On 15 March 2012, the patient underwent ALNT from her left lateral thoracic region to her right knee. She had an uneventful postoperative recovery, and went home on POD#1. Within the first week, she stated that her right lower leg was tingling and felt like it was "waking up." By six weeks, the patient stated that her right lower leg felt softer, less tight, and the girth had decreased (Figure 7). She was able to wear shoes that she was not able to fit into before surgery., Throughout this time, the patient continued wearing a lower extremity compression garment, and underwent manual lymphatic massage with a lymphedema therapist. At five months, her preoperative and postoperative tape measurements revealed an 8.3% reduction in the difference between her preoperative and postoperative affected leg circumferences (Figure 8).
In order to better understand the outcomes of ALNT, we attempted to quantify objective results with preoperative and postoperative anthropometric measurements of upper and lower extremity lymphedema after ALNT. In the short time period described, there was striking subjective improvement in symptoms described by the patient, which was contrasted with modest objective improvement in measurements collected by the researcher.

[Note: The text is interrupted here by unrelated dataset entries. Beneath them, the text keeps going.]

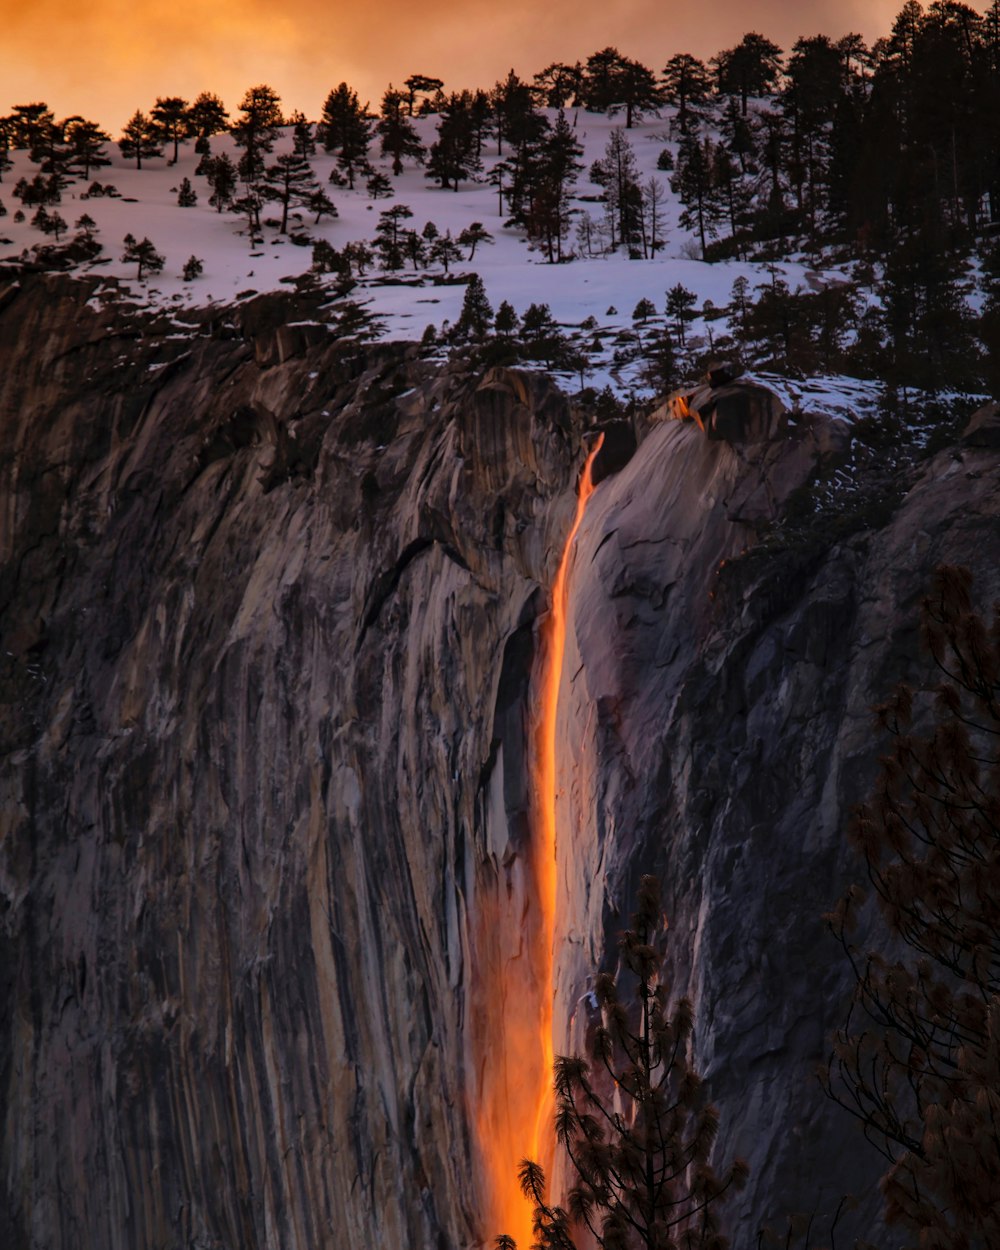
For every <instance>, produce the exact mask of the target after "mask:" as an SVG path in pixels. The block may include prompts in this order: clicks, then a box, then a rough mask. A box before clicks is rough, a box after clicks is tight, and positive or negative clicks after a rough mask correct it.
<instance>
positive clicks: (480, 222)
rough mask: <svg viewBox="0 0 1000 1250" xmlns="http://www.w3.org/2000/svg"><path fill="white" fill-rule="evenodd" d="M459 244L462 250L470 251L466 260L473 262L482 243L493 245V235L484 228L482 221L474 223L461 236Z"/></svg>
mask: <svg viewBox="0 0 1000 1250" xmlns="http://www.w3.org/2000/svg"><path fill="white" fill-rule="evenodd" d="M459 242H460V244H461V245H462V247H467V249H469V256H467V257H466V259H467V260H471V259H472V257H474V256H475V254H476V247H477V246H479V245H480V244H481V242H482V244H492V235H491V234H490V231H489V230H486V229H485V227H484V225H482V222H481V221H474V222H472V224H471V225H469V226H466V227H465V229H464V230H462V231H461V232H460V234H459Z"/></svg>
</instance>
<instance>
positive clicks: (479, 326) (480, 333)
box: [452, 274, 492, 342]
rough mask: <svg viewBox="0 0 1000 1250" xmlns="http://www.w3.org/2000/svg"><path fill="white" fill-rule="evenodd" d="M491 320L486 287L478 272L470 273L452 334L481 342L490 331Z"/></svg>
mask: <svg viewBox="0 0 1000 1250" xmlns="http://www.w3.org/2000/svg"><path fill="white" fill-rule="evenodd" d="M491 322H492V307H491V305H490V301H489V300H487V299H486V287H485V286H484V285H482V279H481V277H480V276H479V274H472V275H471V277H470V279H469V285H467V286H466V287H465V299H464V300H462V304H461V312H460V314H459V319H457V321H456V322H455V326H454V330H452V335H454V336H455V337H456V339H460V340H461V339H467V340H471V341H474V342H481V341H482V340H484V339H485V337H486V335H487V334H489V332H490V325H491Z"/></svg>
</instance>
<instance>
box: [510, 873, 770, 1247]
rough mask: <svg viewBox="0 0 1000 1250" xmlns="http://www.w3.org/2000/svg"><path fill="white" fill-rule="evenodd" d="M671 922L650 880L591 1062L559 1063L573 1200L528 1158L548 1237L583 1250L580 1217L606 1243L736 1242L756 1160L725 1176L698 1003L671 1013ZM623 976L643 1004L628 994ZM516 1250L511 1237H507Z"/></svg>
mask: <svg viewBox="0 0 1000 1250" xmlns="http://www.w3.org/2000/svg"><path fill="white" fill-rule="evenodd" d="M661 924H662V918H661V915H660V885H659V881H657V880H656V878H655V876H644V878H642V881H641V885H640V888H639V900H637V909H636V913H635V915H634V916H632V928H631V929H629V930H627V931H626V933H625V934H622V936H621V939H620V943H619V948H620V951H621V966H620V973H619V976H617V978H615V976H614V975H612V974H610V973H601V974H599V975H597V979H596V984H595V995H596V999H597V1003H599V1004H600V1006H601V1015H602V1023H601V1025H600V1026H599V1028H597V1029H596V1031H595V1034H594V1041H592V1048H591V1058H590V1060H586V1059H584V1058H581V1056H579V1055H574V1056H560V1058H559V1059H557V1060H556V1063H555V1091H556V1116H555V1129H556V1136H557V1139H559V1143H560V1145H561V1146H562V1149H564V1150H565V1151H566V1155H567V1158H569V1163H570V1165H571V1169H572V1173H574V1175H575V1183H574V1184H572V1185H571V1188H570V1191H569V1204H567V1208H562V1206H555V1205H550V1204H549V1203H547V1201H546V1196H545V1176H544V1174H542V1170H541V1168H540V1166H539V1165H537V1164H536V1163H532V1161H531V1160H530V1159H525V1160H524V1161H522V1163H521V1168H520V1183H521V1190H522V1191H524V1194H525V1196H526V1198H527V1199H529V1201H532V1203H534V1204H535V1238H536V1245H537V1246H540V1248H544V1250H572V1248H574V1246H575V1243H574V1238H572V1228H574V1225H575V1226H576V1228H577V1229H580V1230H581V1231H582V1230H584V1229H586V1230H589V1233H590V1234H591V1235H592V1238H594V1239H595V1240H596V1243H597V1244H599V1245H600V1246H601V1248H602V1250H630V1248H635V1250H677V1248H684V1250H725V1248H726V1246H727V1245H729V1239H727V1238H726V1236H724V1235H722V1234H721V1231H720V1229H719V1218H717V1210H719V1204H720V1200H721V1199H722V1198H724V1195H725V1194H726V1193H727V1191H730V1190H736V1189H740V1188H741V1186H742V1184H744V1181H745V1180H746V1176H747V1168H746V1164H744V1163H742V1161H741V1160H736V1161H735V1163H734V1164H732V1165H731V1166H730V1168H729V1169H727V1170H726V1171H725V1173H722V1174H721V1175H720V1174H717V1173H716V1171H715V1169H714V1168H712V1165H711V1164H710V1161H709V1156H710V1154H711V1148H712V1144H714V1141H715V1138H716V1134H717V1130H719V1114H717V1111H716V1110H715V1108H714V1106H711V1105H710V1104H709V1103H707V1100H706V1098H705V1091H704V1088H702V1084H701V1078H700V1076H699V1075H697V1073H696V1071H695V1070H694V1066H692V1064H691V1060H690V1040H691V1029H692V1011H691V1004H690V1001H689V1000H687V999H681V1000H680V1001H679V1003H677V1004H676V1005H675V1006H674V1010H672V1015H671V1014H670V1011H669V996H670V995H669V984H667V983H666V981H664V979H662V965H664V954H662V951H661V950H657V948H656V945H654V943H655V939H656V933H657V930H659V929H660V926H661ZM619 983H624V984H625V985H627V986H629V988H630V990H631V1003H630V1004H626V1003H624V1001H622V1000H621V999H620V996H619ZM496 1244H497V1248H499V1250H510V1248H511V1245H512V1243H511V1239H510V1238H499V1239H497V1243H496Z"/></svg>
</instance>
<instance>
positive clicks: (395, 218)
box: [375, 204, 414, 269]
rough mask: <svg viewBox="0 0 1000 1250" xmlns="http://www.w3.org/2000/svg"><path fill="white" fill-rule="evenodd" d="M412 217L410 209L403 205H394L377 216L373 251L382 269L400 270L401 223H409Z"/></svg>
mask: <svg viewBox="0 0 1000 1250" xmlns="http://www.w3.org/2000/svg"><path fill="white" fill-rule="evenodd" d="M412 215H414V214H412V209H410V207H409V206H407V205H405V204H394V205H392V206H391V209H386V210H385V212H380V214H379V224H377V226H376V227H375V251H376V252H377V255H379V264H380V265H381V267H382V269H402V232H404V226H402V222H404V221H409V220H410V217H412Z"/></svg>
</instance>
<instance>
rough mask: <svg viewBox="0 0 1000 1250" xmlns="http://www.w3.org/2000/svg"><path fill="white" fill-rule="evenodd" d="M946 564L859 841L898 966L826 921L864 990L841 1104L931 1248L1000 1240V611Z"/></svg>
mask: <svg viewBox="0 0 1000 1250" xmlns="http://www.w3.org/2000/svg"><path fill="white" fill-rule="evenodd" d="M971 585H973V579H971V575H970V572H969V570H968V569H956V567H949V566H940V567H939V569H938V570H936V571H935V575H934V580H933V582H931V591H930V595H929V596H928V597H926V599H925V600H924V602H923V606H921V614H920V616H921V639H923V642H924V645H925V647H926V650H928V651H929V652H930V655H931V657H933V660H934V665H935V669H936V672H935V674H934V675H933V676H931V679H930V681H929V682H928V685H926V686H925V687H924V689H923V690H914V689H911V687H910V686H905V685H901V686H899V687H898V689H896V691H895V694H894V695H893V697H891V699H890V700H889V701H888V702H886V704H884V705H883V706H880V707H879V709H878V722H879V726H880V729H881V730H883V731H884V732H886V734H888V735H889V739H890V744H889V746H890V750H889V754H888V755H885V756H884V758H883V759H881V761H880V770H879V779H878V783H876V785H875V788H874V790H873V794H871V798H870V799H869V800H868V801H866V803H865V804H863V805H861V806H860V808H859V809H858V810H856V813H855V815H854V820H853V823H851V829H850V836H851V841H853V844H854V845H855V848H856V849H858V851H859V853H860V855H861V856H863V859H864V863H865V869H866V876H868V884H869V885H870V888H871V891H873V893H874V895H875V899H876V901H878V904H879V913H880V915H881V919H883V923H884V925H885V928H886V930H888V934H889V936H890V939H891V941H893V943H894V944H901V948H899V949H901V951H903V954H901V955H900V958H893V956H886V955H884V954H880V953H879V951H869V953H864V951H861V950H859V949H858V948H856V946H855V945H854V940H853V933H854V928H855V924H856V918H858V913H859V910H860V908H861V905H863V900H864V891H863V889H861V888H860V886H858V885H855V886H853V888H851V890H850V891H849V893H848V895H846V896H845V898H844V900H843V901H841V903H840V905H839V906H838V909H836V910H835V911H834V913H833V915H831V916H830V921H831V925H833V929H834V933H835V934H836V935H838V936H839V938H840V940H841V943H843V944H844V948H845V950H846V951H848V955H849V958H850V960H851V964H853V966H854V971H855V975H856V979H858V985H856V993H855V1005H854V1008H853V1009H851V1014H850V1016H849V1019H848V1023H846V1024H845V1026H844V1029H843V1030H841V1031H840V1034H839V1035H838V1039H836V1046H835V1053H834V1055H833V1058H831V1061H830V1070H829V1085H828V1090H829V1093H830V1094H831V1095H833V1096H834V1098H835V1099H836V1100H838V1101H840V1103H841V1104H843V1105H844V1106H846V1108H848V1110H850V1111H851V1113H853V1114H854V1115H856V1116H858V1118H859V1119H860V1120H861V1123H863V1125H864V1129H865V1133H866V1135H868V1136H869V1139H870V1140H873V1141H874V1143H875V1144H876V1145H879V1148H880V1149H881V1150H883V1153H884V1154H885V1155H886V1158H888V1160H889V1164H890V1166H889V1170H888V1173H886V1175H885V1178H884V1179H883V1193H884V1195H885V1213H886V1219H888V1221H889V1223H890V1224H893V1225H898V1226H899V1228H900V1229H901V1230H904V1231H905V1233H908V1234H909V1235H910V1236H911V1238H914V1239H915V1240H919V1244H920V1245H921V1246H934V1248H935V1250H969V1248H980V1246H981V1248H986V1246H995V1245H1000V1138H998V1131H996V1124H998V1116H1000V749H999V744H1000V607H998V606H995V607H994V614H993V620H990V621H986V620H984V619H983V616H981V615H980V614H979V612H976V611H975V610H974V607H973V600H971Z"/></svg>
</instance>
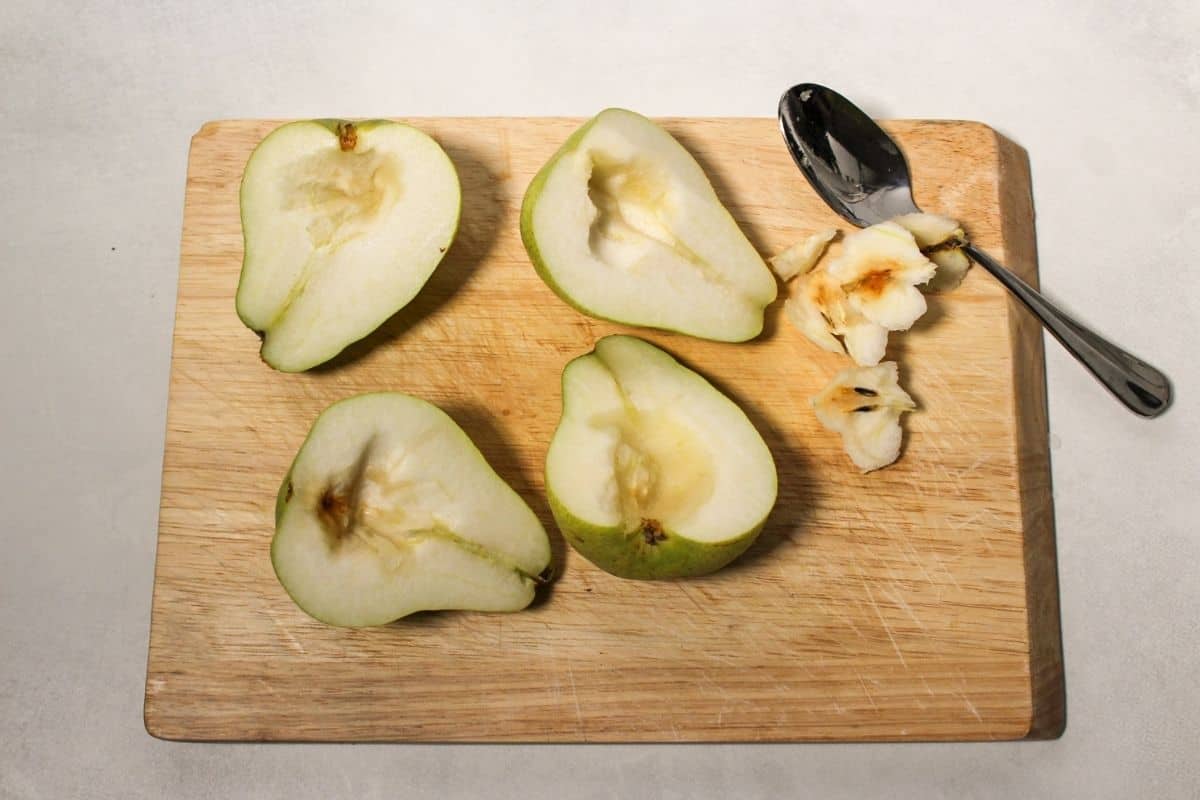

Visual outcomes were sometimes less dramatic than the personal progress reported by the patient. The individual nature of lymphedema symptoms and effects could make it difficult for a third party to fully understand improvements described by the patient.
In addition, the task of gathering outcome measures before and after ALNT for chronic recalcitrant lymphedema proved to be gargantuan and humbling, as there was often resistance from patients, practitioners, and even fellow researchers with regard to data collection. Once patients experienced improvement, it was often difficult to convince them to return for follow-up. For patients who were from out of town, the economic realities of long-distance travel made frequent visits unrealistic. In addition, many patients experienced emotional ups and downs with regard to their progress. Significant leaps forward could be followed by plateaus in progress, and many patients required a significant amount of support during their recovery.
In sum, the improvements after ALNT for treatment for chronic recalcitrant lymphedema were often experienced by the patient in small private ways. For example, one patient described not being afraid of the summer season anymore, because she knew that she would not have to worry that her arm would "explode" with the heat. While the goal of ALNT for treatment of lymphedema may be complete resolution of lymphedema that obviates further need for compression garments and lymphedema therapy, this did not seem to be a goal that was reached quickly after surgery. Despite this, all patients seemed to universally report improvement with lymphedema in ways that affected their lives that were personally important. This was true even when their subjective experience of the disease was correlated with only modest improvements in objective measurements. In the long term, we will continue to observe how far ALNT can go in helping patients with upper and lower extremity lymphedema in the hope that they can live their lives free from the burdens of disease.